Pellegrini does at least attempt to play a passing attacking game that would fit with those historic hallmarks of the club, but it sums up the situation that this style doesn’t entirely fit with the players available right now. The feeling among many of the squad already is that there just isn’t the solidity to play a more expansive game, and particularly not the high line that has already so cost them dearly in an admittedly awkward start.

By the same token, others wonder whether his personality fits the situation. Many who have worked with Pellegrini – particularly at Manchester City – say his management isn’t the most electrically charged, and is more about facilitating attacking through a playmaker. West Ham haven’t got a playmaker but have got a set of circumstances that does require hunger and a hard edge. It is a big job. It is fair to wonder whether a manager coaxed back from China on a big wage has it.

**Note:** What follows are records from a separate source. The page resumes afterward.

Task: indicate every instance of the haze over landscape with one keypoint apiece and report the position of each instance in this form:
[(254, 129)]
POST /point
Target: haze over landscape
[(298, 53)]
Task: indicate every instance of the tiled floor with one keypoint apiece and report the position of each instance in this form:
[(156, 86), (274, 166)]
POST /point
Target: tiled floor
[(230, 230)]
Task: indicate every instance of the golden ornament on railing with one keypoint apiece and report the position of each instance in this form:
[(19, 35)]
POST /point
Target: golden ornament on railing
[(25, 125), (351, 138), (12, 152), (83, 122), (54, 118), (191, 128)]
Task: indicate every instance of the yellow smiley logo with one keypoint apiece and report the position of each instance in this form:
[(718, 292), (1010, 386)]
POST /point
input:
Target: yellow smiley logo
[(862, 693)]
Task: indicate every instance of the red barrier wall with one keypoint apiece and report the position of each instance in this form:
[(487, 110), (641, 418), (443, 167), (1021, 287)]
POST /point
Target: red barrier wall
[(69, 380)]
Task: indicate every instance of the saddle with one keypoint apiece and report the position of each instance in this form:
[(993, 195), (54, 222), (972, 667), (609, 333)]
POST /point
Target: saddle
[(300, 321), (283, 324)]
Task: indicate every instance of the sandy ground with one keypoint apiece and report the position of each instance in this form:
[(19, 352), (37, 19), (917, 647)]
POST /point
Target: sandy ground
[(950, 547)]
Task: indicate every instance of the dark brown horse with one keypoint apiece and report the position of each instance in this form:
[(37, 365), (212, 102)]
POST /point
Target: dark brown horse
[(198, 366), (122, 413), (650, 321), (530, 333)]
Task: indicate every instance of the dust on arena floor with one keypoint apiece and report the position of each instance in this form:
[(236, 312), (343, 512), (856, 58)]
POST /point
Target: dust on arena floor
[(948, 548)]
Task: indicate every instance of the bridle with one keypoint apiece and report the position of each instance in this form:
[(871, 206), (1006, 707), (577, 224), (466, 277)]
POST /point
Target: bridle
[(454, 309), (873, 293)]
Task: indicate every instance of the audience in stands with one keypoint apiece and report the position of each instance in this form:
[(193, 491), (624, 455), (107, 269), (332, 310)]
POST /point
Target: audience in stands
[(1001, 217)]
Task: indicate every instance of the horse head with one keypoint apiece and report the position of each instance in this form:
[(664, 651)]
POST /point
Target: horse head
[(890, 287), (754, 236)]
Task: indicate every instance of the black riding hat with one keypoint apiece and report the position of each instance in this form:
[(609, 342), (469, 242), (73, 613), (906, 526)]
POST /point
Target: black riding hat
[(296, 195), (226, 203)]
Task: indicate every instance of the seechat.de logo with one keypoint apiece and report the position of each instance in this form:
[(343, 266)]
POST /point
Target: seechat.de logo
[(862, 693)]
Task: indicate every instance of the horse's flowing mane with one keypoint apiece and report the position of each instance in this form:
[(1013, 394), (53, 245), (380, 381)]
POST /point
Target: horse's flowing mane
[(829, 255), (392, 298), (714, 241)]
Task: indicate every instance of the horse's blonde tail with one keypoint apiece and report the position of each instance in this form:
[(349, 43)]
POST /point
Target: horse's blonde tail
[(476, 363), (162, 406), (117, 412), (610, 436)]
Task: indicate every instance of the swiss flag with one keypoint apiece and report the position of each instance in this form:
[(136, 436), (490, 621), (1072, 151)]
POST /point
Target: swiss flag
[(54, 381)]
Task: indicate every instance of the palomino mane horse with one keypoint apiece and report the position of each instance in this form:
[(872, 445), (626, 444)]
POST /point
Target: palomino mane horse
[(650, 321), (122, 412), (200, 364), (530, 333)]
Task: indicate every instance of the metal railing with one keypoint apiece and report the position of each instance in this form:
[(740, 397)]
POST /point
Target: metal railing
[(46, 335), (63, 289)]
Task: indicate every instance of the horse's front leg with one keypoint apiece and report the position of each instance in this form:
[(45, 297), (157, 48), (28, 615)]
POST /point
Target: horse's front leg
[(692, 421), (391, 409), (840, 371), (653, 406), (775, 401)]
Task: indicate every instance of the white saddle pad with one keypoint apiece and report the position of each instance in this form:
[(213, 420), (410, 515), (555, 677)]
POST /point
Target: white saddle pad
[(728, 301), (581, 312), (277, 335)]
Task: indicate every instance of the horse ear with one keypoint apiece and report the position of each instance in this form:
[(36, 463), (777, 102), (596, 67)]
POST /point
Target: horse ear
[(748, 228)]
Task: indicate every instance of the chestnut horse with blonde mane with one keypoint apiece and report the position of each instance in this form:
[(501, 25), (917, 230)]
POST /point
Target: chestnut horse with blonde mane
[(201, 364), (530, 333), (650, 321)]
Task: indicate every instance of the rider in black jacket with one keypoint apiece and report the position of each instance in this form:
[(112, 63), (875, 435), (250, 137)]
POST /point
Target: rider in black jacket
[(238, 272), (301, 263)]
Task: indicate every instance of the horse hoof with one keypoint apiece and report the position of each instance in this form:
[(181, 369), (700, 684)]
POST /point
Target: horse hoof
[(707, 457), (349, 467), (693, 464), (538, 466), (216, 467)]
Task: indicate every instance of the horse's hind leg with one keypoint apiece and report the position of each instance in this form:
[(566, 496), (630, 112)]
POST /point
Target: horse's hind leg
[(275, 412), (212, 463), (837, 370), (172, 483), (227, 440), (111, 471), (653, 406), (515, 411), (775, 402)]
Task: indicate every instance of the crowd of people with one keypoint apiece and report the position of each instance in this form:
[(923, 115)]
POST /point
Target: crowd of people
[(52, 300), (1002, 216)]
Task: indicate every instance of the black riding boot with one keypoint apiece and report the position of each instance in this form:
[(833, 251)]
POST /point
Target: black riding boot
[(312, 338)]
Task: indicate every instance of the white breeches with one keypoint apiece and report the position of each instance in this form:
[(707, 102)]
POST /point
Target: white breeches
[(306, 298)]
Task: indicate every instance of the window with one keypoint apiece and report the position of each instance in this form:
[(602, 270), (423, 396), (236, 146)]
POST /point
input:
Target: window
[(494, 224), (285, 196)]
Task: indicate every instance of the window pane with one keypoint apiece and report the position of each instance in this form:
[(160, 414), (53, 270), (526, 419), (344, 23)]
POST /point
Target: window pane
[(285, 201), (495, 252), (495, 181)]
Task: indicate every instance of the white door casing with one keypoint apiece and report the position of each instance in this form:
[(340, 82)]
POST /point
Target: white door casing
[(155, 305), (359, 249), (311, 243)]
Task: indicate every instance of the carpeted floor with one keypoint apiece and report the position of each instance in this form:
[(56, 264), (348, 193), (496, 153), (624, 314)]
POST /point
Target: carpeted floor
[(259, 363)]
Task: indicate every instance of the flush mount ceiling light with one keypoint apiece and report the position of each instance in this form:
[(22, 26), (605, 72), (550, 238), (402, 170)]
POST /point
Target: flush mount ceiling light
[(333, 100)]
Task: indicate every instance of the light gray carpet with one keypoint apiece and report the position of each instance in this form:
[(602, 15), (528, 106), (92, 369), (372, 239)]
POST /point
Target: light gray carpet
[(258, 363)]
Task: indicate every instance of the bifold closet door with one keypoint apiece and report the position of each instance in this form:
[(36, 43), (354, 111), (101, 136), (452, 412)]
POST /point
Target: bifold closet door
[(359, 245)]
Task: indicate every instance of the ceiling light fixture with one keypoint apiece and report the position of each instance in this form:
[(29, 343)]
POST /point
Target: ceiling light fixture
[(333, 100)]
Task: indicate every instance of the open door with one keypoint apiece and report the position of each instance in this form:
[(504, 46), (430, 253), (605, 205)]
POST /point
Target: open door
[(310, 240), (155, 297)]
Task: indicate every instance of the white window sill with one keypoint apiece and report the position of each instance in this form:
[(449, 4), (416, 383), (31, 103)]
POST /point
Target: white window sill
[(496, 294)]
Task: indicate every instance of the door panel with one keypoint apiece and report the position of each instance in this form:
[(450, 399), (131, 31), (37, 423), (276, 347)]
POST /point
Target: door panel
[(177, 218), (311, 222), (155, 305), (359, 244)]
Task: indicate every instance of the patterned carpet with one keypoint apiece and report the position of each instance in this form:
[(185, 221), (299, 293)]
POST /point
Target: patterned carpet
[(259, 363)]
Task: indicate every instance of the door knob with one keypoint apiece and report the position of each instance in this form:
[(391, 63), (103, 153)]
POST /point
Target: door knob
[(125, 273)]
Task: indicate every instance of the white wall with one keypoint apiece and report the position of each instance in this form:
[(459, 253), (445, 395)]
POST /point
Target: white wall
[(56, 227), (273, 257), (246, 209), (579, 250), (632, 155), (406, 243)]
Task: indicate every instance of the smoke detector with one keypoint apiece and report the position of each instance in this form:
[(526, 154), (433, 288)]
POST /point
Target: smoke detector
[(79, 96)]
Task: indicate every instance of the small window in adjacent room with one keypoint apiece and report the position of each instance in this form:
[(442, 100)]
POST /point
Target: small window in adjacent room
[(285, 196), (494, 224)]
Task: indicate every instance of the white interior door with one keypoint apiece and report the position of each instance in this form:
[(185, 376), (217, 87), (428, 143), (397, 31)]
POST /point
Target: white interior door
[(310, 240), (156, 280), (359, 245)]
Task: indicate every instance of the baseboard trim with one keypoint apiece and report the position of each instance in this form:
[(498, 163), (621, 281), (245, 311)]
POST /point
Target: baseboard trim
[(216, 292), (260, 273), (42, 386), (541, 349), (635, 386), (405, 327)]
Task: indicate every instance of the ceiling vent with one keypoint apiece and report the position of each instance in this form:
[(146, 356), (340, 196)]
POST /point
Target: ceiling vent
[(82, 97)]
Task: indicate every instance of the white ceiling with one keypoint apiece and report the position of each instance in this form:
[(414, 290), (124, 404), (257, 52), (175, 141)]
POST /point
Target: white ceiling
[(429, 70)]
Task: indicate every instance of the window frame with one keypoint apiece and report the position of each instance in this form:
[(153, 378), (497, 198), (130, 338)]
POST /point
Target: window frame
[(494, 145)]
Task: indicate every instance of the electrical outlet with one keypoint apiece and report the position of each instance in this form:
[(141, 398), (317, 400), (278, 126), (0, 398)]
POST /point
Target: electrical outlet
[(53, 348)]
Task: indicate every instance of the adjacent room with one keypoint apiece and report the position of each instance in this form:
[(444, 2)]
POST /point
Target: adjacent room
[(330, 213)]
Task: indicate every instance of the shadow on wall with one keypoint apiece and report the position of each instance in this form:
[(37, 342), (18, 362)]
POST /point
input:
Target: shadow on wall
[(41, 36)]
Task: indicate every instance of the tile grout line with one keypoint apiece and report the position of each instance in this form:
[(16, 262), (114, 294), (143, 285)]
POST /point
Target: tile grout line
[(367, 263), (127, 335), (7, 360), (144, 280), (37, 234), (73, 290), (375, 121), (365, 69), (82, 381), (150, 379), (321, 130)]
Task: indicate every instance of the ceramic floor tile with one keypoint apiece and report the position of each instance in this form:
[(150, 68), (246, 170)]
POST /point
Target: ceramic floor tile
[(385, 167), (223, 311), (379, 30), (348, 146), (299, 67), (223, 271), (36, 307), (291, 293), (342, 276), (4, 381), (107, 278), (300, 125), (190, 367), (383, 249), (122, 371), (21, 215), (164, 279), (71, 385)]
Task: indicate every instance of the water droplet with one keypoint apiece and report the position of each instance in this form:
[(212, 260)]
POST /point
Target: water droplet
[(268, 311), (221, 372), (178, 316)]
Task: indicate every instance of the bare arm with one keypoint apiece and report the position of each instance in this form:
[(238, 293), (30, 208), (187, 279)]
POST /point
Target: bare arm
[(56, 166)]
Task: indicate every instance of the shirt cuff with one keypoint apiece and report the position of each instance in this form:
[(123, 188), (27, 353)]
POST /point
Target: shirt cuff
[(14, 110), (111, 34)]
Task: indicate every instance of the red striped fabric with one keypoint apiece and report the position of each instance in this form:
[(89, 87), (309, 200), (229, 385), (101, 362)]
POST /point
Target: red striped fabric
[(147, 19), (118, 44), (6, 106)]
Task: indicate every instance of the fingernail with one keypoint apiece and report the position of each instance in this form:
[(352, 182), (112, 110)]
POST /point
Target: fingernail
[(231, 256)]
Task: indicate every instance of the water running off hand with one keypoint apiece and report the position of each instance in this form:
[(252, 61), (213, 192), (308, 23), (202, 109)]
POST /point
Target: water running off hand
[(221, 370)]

And yet, for all that, West Ham are precisely the kind of club who can respond in such circumstances; who can lift themselves for a big game like Chelsea.

The logic would be that Maurizio Sarri’s side just gradually cuts through that soft centre on Sunday… but this isn’t a place where there’s much logic. There’s a lot of emotion, and that can still make a difference on a single day. It’s just there will still be multiple questions.